Pues que me fui a ello y por allí
anduve durante una semana larga.
Un viaje puede abarcar variables
muy distintas y cada cual se puede contentar con aquellas que mejor le
convengan. Para empezar, un viaje no es solo de ida, sino también de vuelta, de
recuperación de lo dejado y de volver a sentir de nuevo las sensaciones que nos
conforman cada día; pero es mucho más, es cambio de imágenes, es desconexión,
es admiración o rechazo de otras formas de vida, es un espacio diferente, es un
horario descuidado, es convertirte en una esponja abierta para dejarte empapar
por otras condiciones, es…
En este caso el corte ha sido un
poco más profundo porque la geografía así lo dictaba. He visitado Noruega, un
país que no conocía y que posiblemente tampoco vuelva a visitar. Y puedo
prometer que el espacio y el tiempo son allí diferentes. Las postales que dejan
sus fiordos y sus montañas nevadas, al lado de un sinfín de lagos que se
confunden con los fiordos al lado del mar, sumadas al paisaje de primavera con
sus infinitas cascadas en estos días de deshielo y de las casas-granja
desperdigadas a la orilla del agua, forman un espacio diferente que habrá que
describir en otro formato. Algo parecido habrá que hacer con el poso de
imágenes de la forma de vida, en horarios y costumbres, de sus habitantes.

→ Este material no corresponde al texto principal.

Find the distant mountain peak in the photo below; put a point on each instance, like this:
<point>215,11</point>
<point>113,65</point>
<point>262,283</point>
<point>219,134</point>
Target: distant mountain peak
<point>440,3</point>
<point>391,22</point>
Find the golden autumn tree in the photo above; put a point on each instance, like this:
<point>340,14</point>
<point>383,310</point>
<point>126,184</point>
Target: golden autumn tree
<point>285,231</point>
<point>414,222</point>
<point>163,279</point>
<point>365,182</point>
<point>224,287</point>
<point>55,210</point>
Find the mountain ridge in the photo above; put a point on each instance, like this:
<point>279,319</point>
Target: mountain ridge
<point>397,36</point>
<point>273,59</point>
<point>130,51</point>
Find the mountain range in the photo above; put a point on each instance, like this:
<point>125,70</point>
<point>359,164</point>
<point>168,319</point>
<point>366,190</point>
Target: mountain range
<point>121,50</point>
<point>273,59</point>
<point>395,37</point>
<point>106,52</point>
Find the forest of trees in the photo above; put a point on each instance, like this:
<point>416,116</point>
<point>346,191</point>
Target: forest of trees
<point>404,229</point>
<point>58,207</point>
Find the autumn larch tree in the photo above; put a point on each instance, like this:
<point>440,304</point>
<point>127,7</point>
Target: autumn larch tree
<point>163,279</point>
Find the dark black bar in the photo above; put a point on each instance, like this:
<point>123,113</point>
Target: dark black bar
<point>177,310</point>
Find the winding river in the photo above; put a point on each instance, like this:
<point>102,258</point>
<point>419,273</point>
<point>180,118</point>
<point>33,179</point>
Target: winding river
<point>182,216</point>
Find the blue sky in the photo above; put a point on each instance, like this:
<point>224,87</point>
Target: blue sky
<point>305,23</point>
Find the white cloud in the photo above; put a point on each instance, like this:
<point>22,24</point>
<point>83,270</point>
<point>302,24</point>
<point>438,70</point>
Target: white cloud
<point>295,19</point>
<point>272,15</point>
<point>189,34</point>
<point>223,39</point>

Y hay otras muchas variables que
se cuelgan en mi imaginación, como se cuelgan los glaciares a las montañas y se
van vaciando a más velocidad de la debida.
Hoy solo quiero señalar una
variable que me ha llamado la atención de forma poderosa. Nos hallábamos en
Bergen, la segunda ciudad del país, con unos trescientos mil habitantes, el día
de la fiesta nacional. Desde primeras horas de la mañana, y por todas las
calles, se observaba todo un gentío que caminaba de un sitio para otro. La
inmensa mayoría vestía el traje típico de su país y, casi sin excepción,
enarbolaba alguna bandera noruega. Había niños pequeñitos con banderas en sus
espaldas, ancianos y jóvenes con el mismo distintivo y gentes de toda edad
celebrando su fiesta común.
A eso de media mañana, por las
calles principales de la ciudad, se organizó un desfile interminable en el que
participaban grupos de toda clase, en forma ordenada y con paso orgulloso. Por
allí pasaron miembros de las fuerzas armadas, bomberos, marineros, asociaciones
civiles de todo tipo, grupos con pancartas reivindicativas o simple grupos de
amigos. Parecía que toda la ciudad estaba en la calle. Tamaña manifestación
guardaba un orden perfecto y los que no desfilaban asistían al cortejo con
aplausos de aprobación.
Pero es que, fuera cual fuera la
condición de los desfilantes (repito que vi pancartas reivindicativas en el
desfile), todos portaban en lugar bien visible alguna bandera nacional.
Me sorprendió tanto fervor patriótico,
que yo no conocía. Pero tengo que confesar que sentí una envidia muy grande al
ver que toda la comunidad estaba unida por algún símbolo querido por todos. Y
mi imaginación me trajo a España. Y sentí sonrojo y pena por un país, este
nuestro, que parece siempre sin hacer y al hostigo de los vientos de separación
y de desunión. No es la primera vez que me sucede algo parecido, pero nunca lo
había sufrido con tanta fuerza como ese día en Bergen. No soy un ser de
demasiadas banderas, aunque no me estorban, pero repito que sentí una envidia
grande por lo que aquello simbolizaba.
Para mi desgracia, me reafirmo en
la idea de que, sin solucionar los asuntos territoriales, los demás elementos
jurídicos y de convivencia no se arreglarán, porque son posteriores a aquellos.
A la vuelta me encuentro en la
disputa de las elecciones municipales, regionales y europeas. Y me cuentan
hechos y conductas que en poco favorecen la convivencia. Cachis.